Representatives from about 45 countries are expected at the five-day congress of the World Federation of Right to Die Societies, held every two years.
The venue of the 2012 meeting honours the 30th anniversary of Zurich-based Exit, a group carrying out assisted suicides in Switzerland where the practice is legal under certain conditions.
“It’s no longer necessary to make the argument in Switzerland,” said Exit vice president Bernhard Sutter.
“Lots of people are nevertheless interested in the subject and are asking, for example, what will happen the day they suffer from Alzheimer’s,” he said.
The conference will hear from acclaimed British fantasy author Sir Terry Pratchett, himself diagnosed with Alzheimer’s several years ago and patron of pro-choice group Dignity in Dying.
Pratchett will address the conference during its open day on Friday along with Ludwig Minelli, founder of Swiss assisted suicide group Dignitas, and German writer Ueli Oswald whose father died with Exit.
The meeting is otherwise reserved for members of the Federation.
“The situation concerning assisted suicide varies widely from country to country,” said Sutter.
“The aim of the conference is essentially an exchange between the participants on political work, lobbying and initiatives” to make the argument for assisted suicide, he said.
The congress, last held in Melbourne in 2010, will also see the detractors of assisted dying have their say.
Human Life International (HLI) Switzerland, which campaigns on abortion, contraception, sex education and euthanasia, plans to hold a demonstration on the fringes of the forum on Friday.
“Our aim is not to disrupt the conference,” said secretary Christoph Keel.
“Our aim is to put other arguments to the visitors of the congress. We are going to organise discussions and we will be there at the entrance (of the conference) to distribute leaflets,” he said.
Sutter from Exit says he is “completely accepting” of different views.
“It’s just a shame that the opposite camp is not tolerant too,” he said.
Three hundred Swiss residents died in assisted suicides in 2009, nine out of 10 of them aged over 55, according to official statistics published for the first time in March this year.

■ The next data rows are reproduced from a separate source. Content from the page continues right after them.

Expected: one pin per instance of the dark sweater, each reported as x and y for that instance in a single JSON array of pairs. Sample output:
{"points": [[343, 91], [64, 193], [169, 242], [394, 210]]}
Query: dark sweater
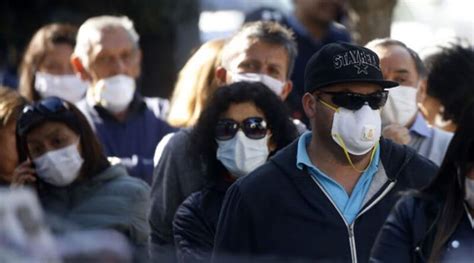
{"points": [[279, 210], [408, 234]]}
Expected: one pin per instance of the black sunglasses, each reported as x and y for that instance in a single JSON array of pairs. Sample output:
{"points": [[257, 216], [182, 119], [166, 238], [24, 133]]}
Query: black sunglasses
{"points": [[32, 114], [253, 127], [355, 101]]}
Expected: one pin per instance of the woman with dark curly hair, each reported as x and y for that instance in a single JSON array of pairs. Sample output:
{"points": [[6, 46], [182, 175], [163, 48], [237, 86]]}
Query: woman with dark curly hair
{"points": [[436, 224], [450, 79], [62, 158], [243, 124]]}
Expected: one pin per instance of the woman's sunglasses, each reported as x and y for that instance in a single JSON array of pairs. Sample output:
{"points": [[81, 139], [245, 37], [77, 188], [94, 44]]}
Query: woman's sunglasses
{"points": [[253, 127], [355, 101], [38, 111]]}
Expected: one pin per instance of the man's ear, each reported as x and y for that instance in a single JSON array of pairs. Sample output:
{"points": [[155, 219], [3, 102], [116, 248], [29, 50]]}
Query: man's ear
{"points": [[309, 105], [286, 90], [137, 67], [422, 91], [80, 69], [221, 76]]}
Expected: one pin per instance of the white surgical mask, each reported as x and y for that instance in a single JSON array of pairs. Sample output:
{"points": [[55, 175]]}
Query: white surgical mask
{"points": [[68, 87], [59, 167], [115, 93], [241, 155], [274, 84], [401, 106], [357, 132], [469, 188]]}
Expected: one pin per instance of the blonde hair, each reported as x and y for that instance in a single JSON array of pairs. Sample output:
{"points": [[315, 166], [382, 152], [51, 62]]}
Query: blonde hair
{"points": [[43, 41], [11, 104], [196, 83]]}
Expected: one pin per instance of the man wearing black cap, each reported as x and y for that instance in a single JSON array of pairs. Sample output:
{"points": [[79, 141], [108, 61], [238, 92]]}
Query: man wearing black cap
{"points": [[326, 195]]}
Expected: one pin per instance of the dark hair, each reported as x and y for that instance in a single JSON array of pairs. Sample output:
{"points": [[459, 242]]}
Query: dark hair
{"points": [[95, 160], [266, 31], [386, 42], [203, 135], [449, 184], [44, 40], [451, 79]]}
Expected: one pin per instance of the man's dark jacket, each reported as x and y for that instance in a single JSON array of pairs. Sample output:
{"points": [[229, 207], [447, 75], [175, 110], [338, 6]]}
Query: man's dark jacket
{"points": [[280, 211]]}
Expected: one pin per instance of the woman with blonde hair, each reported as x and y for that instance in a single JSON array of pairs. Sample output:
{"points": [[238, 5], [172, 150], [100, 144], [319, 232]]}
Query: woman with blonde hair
{"points": [[196, 82], [46, 69]]}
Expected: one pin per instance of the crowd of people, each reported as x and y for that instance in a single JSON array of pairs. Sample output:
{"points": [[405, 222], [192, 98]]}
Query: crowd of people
{"points": [[284, 142]]}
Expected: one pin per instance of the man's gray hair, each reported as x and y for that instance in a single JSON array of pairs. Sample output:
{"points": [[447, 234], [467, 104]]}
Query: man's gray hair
{"points": [[266, 31], [90, 32]]}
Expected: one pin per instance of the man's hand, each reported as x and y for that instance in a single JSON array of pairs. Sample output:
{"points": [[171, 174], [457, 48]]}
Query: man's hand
{"points": [[397, 133]]}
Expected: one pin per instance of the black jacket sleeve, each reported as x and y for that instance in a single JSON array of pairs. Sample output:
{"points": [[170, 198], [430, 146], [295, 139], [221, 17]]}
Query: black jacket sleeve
{"points": [[395, 240], [193, 234], [234, 235]]}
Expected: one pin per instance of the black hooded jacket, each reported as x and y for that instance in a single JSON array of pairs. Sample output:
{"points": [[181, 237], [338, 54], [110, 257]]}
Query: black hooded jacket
{"points": [[279, 211]]}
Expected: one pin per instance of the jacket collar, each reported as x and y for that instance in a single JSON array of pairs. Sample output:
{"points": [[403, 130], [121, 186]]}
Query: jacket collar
{"points": [[392, 157], [136, 106]]}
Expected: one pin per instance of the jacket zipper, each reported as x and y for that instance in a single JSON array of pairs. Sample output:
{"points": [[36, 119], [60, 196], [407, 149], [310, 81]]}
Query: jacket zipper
{"points": [[350, 228]]}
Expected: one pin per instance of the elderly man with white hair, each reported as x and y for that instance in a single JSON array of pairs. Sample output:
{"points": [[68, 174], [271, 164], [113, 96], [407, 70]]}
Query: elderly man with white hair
{"points": [[108, 56]]}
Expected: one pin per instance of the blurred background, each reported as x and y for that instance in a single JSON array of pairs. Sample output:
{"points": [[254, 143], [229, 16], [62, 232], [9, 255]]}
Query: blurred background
{"points": [[170, 29]]}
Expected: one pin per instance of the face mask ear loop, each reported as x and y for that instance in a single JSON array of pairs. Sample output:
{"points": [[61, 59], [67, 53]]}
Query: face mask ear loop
{"points": [[327, 105], [348, 157]]}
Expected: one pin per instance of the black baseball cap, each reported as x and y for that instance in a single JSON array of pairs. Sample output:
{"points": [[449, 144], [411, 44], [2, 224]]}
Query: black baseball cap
{"points": [[342, 62]]}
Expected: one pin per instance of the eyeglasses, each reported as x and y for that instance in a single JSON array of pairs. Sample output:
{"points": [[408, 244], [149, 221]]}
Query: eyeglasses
{"points": [[355, 101], [253, 127], [47, 107]]}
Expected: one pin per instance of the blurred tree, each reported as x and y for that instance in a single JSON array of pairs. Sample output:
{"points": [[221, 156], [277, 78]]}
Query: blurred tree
{"points": [[370, 19]]}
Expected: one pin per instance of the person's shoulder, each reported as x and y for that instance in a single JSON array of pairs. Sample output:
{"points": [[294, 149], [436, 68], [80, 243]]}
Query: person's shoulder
{"points": [[442, 135], [115, 180], [190, 205], [272, 175], [179, 141], [406, 164]]}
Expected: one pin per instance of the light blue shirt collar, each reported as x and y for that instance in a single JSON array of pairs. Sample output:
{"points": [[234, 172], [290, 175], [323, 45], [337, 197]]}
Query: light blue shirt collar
{"points": [[349, 206]]}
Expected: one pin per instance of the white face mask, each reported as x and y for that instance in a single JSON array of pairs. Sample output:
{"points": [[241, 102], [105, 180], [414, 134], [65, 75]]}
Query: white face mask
{"points": [[469, 188], [401, 106], [68, 87], [115, 93], [274, 84], [241, 155], [59, 167], [358, 131]]}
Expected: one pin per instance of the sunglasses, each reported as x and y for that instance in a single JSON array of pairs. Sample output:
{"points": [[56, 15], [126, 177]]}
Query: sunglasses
{"points": [[355, 101], [47, 107], [253, 127]]}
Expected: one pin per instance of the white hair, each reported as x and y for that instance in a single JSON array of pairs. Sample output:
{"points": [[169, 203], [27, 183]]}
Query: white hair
{"points": [[90, 33]]}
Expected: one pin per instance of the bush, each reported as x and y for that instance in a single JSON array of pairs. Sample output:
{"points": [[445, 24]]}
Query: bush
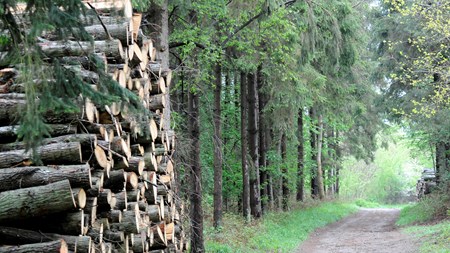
{"points": [[366, 204], [433, 206]]}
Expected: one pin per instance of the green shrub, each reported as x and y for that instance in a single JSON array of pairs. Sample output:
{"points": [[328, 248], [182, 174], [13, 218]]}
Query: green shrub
{"points": [[430, 207], [276, 231], [366, 204]]}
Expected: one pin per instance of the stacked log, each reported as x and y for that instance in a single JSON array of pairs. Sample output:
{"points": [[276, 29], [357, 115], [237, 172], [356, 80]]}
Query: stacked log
{"points": [[106, 180]]}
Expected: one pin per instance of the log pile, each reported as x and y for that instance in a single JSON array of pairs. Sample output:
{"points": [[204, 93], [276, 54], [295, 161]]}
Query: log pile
{"points": [[107, 180]]}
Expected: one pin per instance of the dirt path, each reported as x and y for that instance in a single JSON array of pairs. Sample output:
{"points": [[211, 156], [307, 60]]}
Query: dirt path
{"points": [[368, 231]]}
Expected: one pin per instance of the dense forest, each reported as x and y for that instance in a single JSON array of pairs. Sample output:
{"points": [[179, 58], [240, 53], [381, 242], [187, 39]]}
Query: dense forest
{"points": [[276, 102]]}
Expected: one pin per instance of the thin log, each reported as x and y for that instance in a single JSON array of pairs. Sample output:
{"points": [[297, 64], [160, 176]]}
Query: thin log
{"points": [[80, 197], [157, 102]]}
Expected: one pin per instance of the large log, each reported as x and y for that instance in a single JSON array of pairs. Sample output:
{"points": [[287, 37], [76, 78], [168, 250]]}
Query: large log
{"points": [[23, 177], [9, 110], [157, 102], [130, 222], [35, 201], [9, 133], [87, 141], [14, 236], [118, 7], [112, 48], [44, 247], [56, 153]]}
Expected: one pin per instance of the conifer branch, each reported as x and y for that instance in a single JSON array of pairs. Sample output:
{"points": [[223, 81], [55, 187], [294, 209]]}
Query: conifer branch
{"points": [[261, 13]]}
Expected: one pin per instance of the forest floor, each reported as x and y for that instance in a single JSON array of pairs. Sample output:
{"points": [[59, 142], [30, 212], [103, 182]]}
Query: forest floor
{"points": [[368, 230]]}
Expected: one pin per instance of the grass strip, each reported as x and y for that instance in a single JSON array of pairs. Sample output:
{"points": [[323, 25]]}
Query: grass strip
{"points": [[277, 231]]}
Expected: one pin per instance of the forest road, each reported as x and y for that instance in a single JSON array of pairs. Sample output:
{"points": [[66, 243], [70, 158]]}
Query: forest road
{"points": [[367, 231]]}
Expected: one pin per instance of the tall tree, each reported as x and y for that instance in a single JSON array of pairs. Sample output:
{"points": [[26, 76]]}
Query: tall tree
{"points": [[195, 195], [253, 125], [300, 157], [320, 175], [244, 138], [218, 151]]}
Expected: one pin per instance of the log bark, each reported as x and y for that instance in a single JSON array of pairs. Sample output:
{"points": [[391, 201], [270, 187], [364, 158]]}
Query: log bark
{"points": [[116, 181], [31, 202], [23, 177], [157, 102], [56, 153], [87, 142], [9, 133], [53, 246], [122, 8], [112, 48], [10, 235], [129, 224]]}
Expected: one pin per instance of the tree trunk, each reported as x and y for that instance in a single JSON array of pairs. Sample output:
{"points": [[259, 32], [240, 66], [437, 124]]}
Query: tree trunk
{"points": [[320, 184], [196, 212], [30, 202], [23, 177], [8, 134], [158, 15], [10, 235], [253, 125], [300, 157], [313, 142], [112, 48], [53, 246], [244, 139], [338, 164], [218, 158], [284, 171], [56, 153], [263, 145]]}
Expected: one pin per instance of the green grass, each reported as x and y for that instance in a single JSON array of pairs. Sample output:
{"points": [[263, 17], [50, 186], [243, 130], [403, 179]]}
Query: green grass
{"points": [[366, 204], [428, 222], [430, 208], [433, 238], [276, 232]]}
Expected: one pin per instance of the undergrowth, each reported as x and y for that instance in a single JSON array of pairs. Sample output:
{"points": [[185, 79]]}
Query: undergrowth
{"points": [[276, 232], [429, 223], [429, 208]]}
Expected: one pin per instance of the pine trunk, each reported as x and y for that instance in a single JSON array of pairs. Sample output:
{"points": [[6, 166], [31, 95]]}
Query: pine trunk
{"points": [[23, 177], [44, 247], [244, 140], [56, 153], [313, 143], [263, 146], [196, 212], [320, 183], [284, 171], [253, 124], [218, 158], [30, 202], [300, 157]]}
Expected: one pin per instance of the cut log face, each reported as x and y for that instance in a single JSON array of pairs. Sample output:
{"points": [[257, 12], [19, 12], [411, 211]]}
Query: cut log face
{"points": [[34, 201], [108, 189]]}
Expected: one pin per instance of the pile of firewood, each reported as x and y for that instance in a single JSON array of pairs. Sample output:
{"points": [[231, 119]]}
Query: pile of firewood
{"points": [[107, 180]]}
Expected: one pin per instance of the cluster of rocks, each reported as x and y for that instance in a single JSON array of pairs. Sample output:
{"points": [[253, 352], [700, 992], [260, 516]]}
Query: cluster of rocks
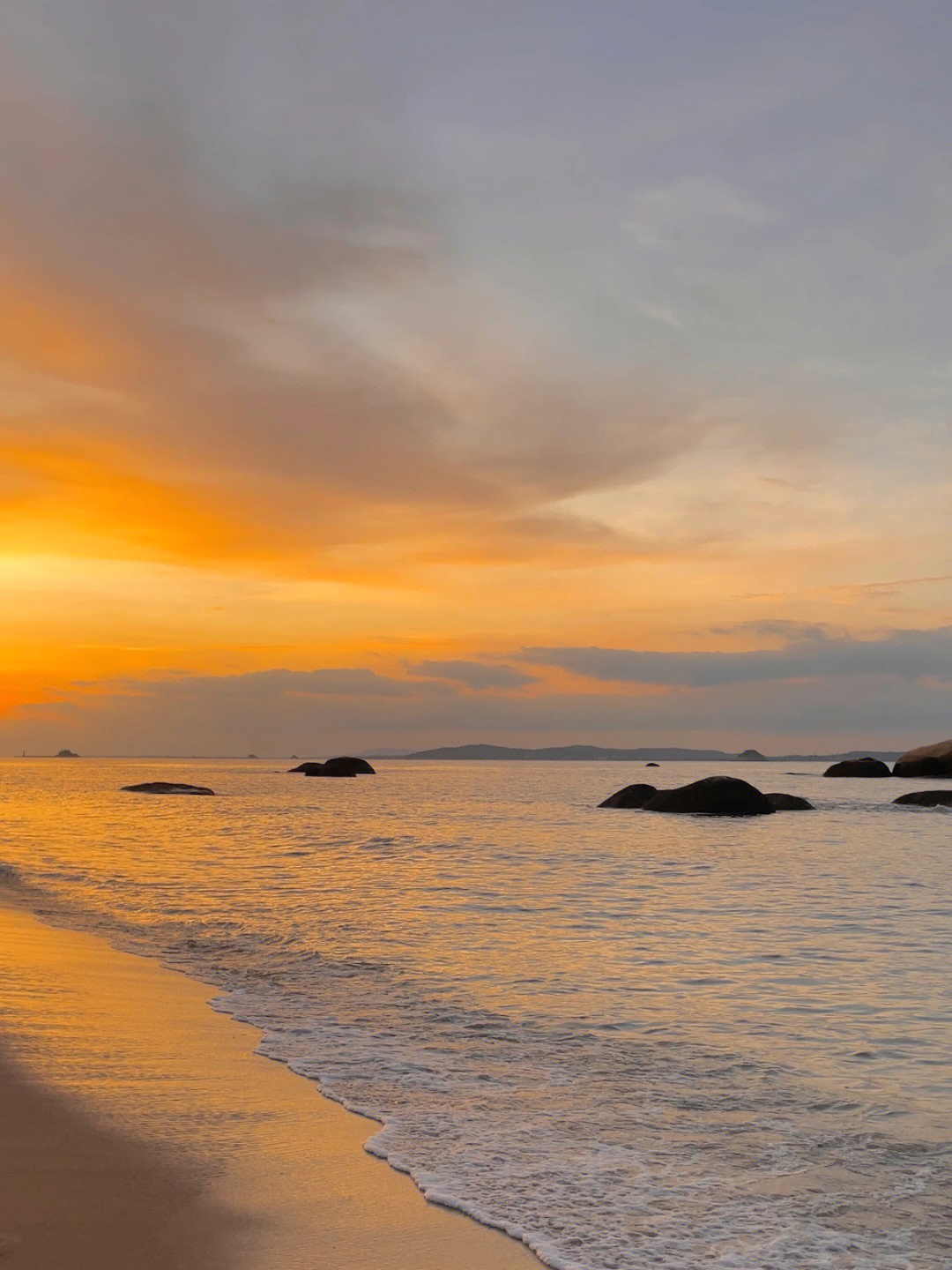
{"points": [[342, 766], [726, 796], [926, 761]]}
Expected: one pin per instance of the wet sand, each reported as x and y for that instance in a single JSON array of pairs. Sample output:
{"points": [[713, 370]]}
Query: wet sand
{"points": [[138, 1128]]}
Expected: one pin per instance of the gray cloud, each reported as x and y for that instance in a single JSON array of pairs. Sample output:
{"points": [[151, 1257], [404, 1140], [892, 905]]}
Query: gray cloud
{"points": [[905, 654], [473, 675], [352, 712]]}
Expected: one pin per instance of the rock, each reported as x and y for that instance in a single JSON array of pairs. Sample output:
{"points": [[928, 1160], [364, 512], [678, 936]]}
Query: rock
{"points": [[926, 761], [788, 803], [631, 796], [346, 766], [167, 788], [714, 796], [342, 766], [859, 767], [926, 798]]}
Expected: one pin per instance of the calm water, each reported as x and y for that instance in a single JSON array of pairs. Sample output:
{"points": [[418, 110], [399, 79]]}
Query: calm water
{"points": [[632, 1041]]}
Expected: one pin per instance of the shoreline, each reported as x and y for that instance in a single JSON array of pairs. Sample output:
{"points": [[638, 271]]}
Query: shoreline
{"points": [[136, 1116]]}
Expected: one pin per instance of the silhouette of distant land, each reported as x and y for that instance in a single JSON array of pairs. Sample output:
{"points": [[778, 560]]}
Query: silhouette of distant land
{"points": [[643, 753]]}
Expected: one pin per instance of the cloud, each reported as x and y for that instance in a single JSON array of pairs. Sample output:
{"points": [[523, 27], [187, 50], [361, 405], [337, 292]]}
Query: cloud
{"points": [[475, 675], [807, 653], [349, 710], [310, 370]]}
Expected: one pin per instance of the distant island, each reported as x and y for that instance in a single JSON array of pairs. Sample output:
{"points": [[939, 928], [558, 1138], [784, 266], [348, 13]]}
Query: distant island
{"points": [[646, 753]]}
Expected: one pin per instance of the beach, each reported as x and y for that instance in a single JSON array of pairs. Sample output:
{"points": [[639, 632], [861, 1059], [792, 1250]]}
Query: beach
{"points": [[140, 1128]]}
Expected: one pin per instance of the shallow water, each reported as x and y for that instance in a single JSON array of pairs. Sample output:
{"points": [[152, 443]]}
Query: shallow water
{"points": [[629, 1039]]}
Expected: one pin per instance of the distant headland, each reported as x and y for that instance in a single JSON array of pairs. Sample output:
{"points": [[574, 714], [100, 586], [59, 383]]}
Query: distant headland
{"points": [[645, 753]]}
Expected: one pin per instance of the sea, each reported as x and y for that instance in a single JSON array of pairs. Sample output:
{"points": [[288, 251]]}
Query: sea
{"points": [[634, 1042]]}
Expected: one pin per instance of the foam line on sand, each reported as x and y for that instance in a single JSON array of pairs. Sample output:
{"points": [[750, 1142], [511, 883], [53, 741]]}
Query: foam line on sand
{"points": [[133, 1117]]}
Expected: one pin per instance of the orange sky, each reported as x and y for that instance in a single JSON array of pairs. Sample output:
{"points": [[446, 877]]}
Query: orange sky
{"points": [[352, 423]]}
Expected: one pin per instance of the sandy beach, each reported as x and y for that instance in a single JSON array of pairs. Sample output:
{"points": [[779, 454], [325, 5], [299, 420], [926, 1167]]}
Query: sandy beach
{"points": [[140, 1129]]}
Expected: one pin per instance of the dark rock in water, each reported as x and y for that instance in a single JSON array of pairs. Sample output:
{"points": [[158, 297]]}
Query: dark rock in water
{"points": [[790, 803], [859, 767], [714, 796], [342, 766], [631, 796], [346, 766], [926, 761], [167, 788], [926, 798]]}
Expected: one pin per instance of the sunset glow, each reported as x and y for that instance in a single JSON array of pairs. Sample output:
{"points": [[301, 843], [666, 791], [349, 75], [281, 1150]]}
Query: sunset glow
{"points": [[367, 384]]}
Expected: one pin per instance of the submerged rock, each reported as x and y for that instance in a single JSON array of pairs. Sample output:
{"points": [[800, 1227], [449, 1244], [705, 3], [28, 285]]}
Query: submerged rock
{"points": [[926, 761], [714, 796], [926, 798], [790, 803], [631, 796], [859, 767], [167, 788]]}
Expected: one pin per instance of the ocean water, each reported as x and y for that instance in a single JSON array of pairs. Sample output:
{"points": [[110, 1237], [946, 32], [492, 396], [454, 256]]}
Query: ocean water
{"points": [[629, 1041]]}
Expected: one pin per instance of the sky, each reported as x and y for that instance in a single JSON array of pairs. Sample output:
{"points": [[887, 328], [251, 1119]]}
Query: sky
{"points": [[389, 375]]}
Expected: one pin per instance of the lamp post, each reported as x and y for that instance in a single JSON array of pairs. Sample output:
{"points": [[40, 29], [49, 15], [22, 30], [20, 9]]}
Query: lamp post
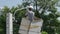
{"points": [[9, 23]]}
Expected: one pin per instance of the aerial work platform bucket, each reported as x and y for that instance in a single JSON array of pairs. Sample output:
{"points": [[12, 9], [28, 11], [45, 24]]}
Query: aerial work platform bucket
{"points": [[33, 28]]}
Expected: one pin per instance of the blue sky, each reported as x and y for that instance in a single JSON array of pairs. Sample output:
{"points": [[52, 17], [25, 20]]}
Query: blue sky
{"points": [[9, 3]]}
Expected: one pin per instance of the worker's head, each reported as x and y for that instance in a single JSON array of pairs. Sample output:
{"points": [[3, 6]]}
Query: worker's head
{"points": [[30, 8]]}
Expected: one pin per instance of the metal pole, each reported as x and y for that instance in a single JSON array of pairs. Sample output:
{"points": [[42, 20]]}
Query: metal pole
{"points": [[9, 24], [29, 28]]}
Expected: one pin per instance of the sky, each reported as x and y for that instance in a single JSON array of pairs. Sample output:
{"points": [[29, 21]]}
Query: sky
{"points": [[9, 3]]}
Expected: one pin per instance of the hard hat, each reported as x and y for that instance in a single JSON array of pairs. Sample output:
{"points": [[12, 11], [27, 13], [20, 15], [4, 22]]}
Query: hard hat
{"points": [[29, 6]]}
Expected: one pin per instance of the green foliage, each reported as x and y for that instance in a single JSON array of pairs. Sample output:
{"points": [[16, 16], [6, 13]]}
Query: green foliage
{"points": [[43, 32]]}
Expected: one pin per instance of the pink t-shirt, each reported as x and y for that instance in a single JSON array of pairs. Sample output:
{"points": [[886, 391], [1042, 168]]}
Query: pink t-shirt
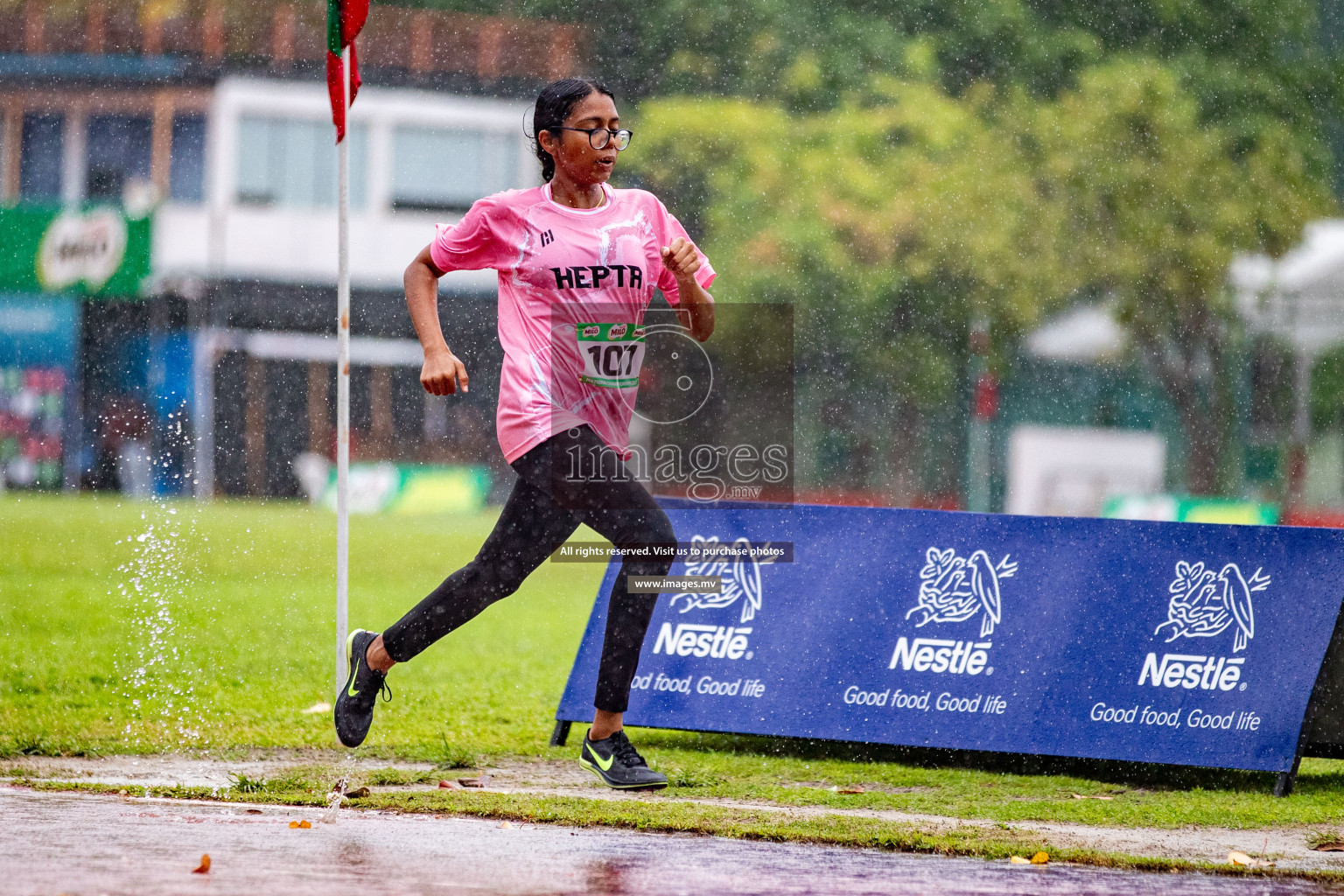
{"points": [[564, 273]]}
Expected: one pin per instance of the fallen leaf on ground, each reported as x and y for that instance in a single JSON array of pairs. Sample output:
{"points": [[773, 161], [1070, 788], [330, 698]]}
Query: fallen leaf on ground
{"points": [[1242, 858]]}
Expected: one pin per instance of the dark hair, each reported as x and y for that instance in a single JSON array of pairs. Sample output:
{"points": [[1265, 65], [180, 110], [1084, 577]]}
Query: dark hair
{"points": [[554, 105]]}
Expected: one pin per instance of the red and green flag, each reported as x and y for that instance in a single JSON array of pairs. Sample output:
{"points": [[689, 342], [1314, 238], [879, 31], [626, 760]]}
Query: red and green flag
{"points": [[344, 19]]}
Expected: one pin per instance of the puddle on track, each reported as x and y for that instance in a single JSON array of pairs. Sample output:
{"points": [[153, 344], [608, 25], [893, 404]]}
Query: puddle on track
{"points": [[82, 844]]}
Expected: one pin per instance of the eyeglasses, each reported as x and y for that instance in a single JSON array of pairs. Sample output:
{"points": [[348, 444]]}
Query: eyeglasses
{"points": [[599, 137]]}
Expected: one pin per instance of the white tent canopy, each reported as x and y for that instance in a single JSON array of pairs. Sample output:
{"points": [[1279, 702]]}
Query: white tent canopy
{"points": [[1300, 296]]}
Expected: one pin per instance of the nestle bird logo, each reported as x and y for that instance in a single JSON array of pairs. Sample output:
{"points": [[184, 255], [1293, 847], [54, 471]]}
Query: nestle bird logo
{"points": [[1205, 604], [956, 589], [741, 578]]}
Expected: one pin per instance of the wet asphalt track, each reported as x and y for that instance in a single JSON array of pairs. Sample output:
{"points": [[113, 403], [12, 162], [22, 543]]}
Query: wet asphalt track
{"points": [[84, 845]]}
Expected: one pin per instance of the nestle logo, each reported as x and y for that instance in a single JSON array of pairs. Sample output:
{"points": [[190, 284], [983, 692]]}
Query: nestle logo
{"points": [[690, 640], [940, 654], [1190, 672]]}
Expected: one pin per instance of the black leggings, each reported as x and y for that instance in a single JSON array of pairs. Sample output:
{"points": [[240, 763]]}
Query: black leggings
{"points": [[542, 512]]}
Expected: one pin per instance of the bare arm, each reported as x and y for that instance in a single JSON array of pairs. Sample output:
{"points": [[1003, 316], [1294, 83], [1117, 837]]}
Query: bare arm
{"points": [[443, 369], [696, 306]]}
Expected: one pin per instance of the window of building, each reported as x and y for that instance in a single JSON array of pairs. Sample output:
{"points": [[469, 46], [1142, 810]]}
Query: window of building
{"points": [[118, 150], [449, 168], [40, 156], [187, 171], [292, 163]]}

The Swiss Federal Statistics Office data does not take into account foreigners who come to Switzerland for assisted suicide.
Between 1998 and 2011, Dignitas helped 1,169 non-nationals die, mostly Germans (664), followed by patients from Britain (182) and France (117).
Exit meanwhile stipulates that clients must be resident in Switzerland.
Swiss law says a person may be given “passive” or “indirect active” assistance to suicide, such as being supplied with a lethal dose of a drug, provided it is not done for selfish motives or for gain.
The government last year rejected proposals to tighten the rules.
Politicians had considered imposing certain “duties of care” to employees of organisations offering assisted suicide and an outright ban on the groups altogether.